Ōkeina is the Māori transliteration of the name ‘Okains Bay’. While the genesis of the name ‘Okains’ is uncertain, the Māori history of the area is well known and is of immense cultural and historical importance to Ngāti Huikai (the local hapū or sub-tribe) and wider Ngāi Tahu whānui, being a place of Māori occupation and activity by Waitaha, Ngāti Māmoe and Ngāi Tahu for generations.

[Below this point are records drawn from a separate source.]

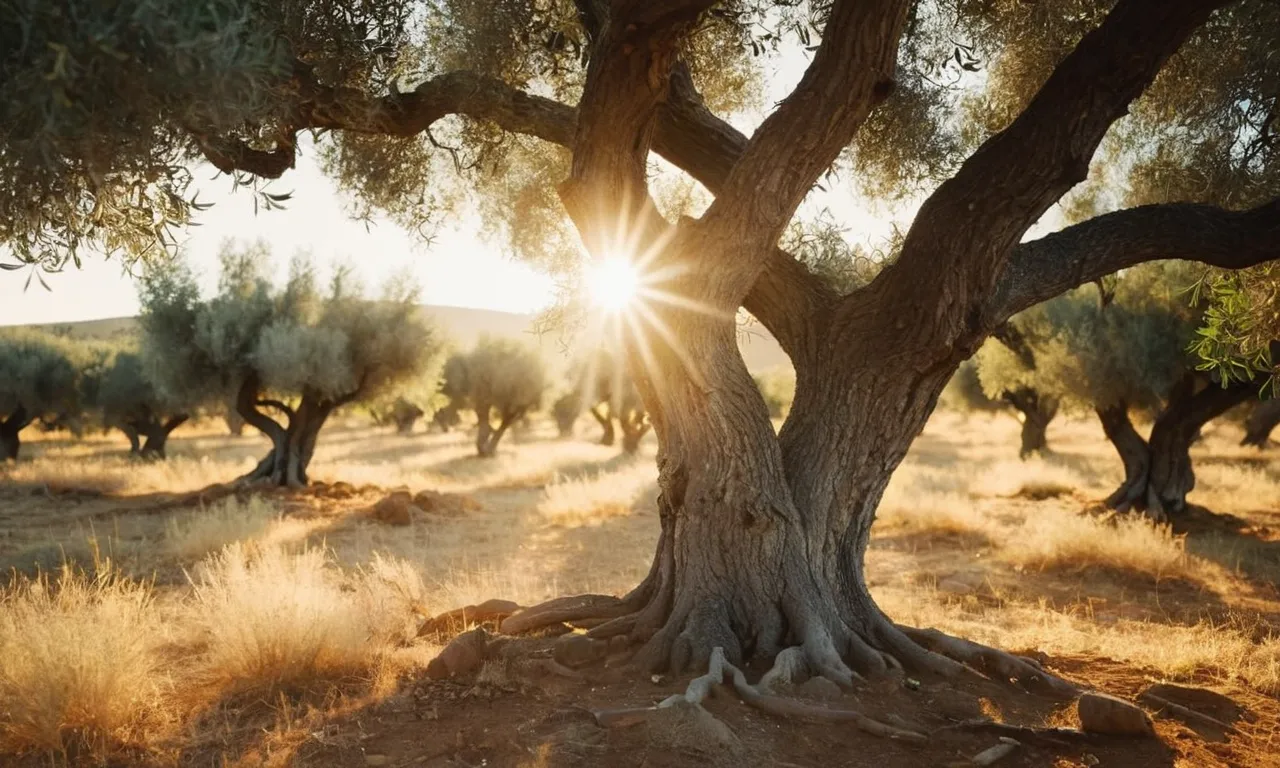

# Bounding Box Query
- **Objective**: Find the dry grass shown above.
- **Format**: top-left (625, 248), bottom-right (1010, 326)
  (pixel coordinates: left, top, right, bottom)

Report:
top-left (164, 497), bottom-right (283, 562)
top-left (0, 567), bottom-right (170, 758)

Little Okains Bay, also known as Kawatea, to the south of the main beach is a wāhi taonga (treasured place) and a key site in the history of the Ngāi Tahu settlement of Te Pātaka o Rakaihautu/Banks Peninsula. The groves of karaka trees at this small sheltered bay attracted the Ngāi Tahu rangatira (chief), Moki who led his expeditionary force south in the great waka, Makawhiua in the eighteenth century.

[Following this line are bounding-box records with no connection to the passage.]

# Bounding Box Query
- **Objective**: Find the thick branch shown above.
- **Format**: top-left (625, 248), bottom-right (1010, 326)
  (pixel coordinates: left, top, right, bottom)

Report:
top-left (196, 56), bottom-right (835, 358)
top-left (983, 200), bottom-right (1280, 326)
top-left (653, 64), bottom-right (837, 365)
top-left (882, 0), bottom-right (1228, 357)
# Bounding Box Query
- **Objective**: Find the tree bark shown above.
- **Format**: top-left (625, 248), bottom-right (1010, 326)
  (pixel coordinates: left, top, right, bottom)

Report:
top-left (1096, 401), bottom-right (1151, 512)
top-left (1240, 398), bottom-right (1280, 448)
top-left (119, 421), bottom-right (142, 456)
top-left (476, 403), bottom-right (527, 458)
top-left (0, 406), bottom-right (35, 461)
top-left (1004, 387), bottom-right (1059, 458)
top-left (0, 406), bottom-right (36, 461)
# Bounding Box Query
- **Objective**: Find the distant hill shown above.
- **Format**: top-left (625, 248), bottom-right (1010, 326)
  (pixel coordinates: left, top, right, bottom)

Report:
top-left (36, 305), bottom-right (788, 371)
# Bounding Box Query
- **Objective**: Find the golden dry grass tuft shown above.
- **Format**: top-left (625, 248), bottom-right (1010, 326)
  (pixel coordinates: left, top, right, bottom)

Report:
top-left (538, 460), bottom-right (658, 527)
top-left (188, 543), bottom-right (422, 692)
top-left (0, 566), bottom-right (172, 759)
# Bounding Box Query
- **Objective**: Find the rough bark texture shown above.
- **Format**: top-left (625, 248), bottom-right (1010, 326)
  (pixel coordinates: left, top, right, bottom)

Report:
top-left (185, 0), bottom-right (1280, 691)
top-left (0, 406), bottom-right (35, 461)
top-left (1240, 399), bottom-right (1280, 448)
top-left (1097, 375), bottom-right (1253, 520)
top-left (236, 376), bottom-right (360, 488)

In addition to its significance in Ngāi Tahu tribal history and narratives, Kawatea (and wider Okains Bay) is of particular importance on account of the taonga Māori (Māori artifacts) discovered there – some of which are held in the collections of the Okains Bay Māori and Colonial Museum. Kawatea is publicly accessible via two walking tracks – one around the shoreline at low tide and the other via a farm track that can be accessed through the cattle yards. If in doubt, ask at the Camping Ground Office nearby.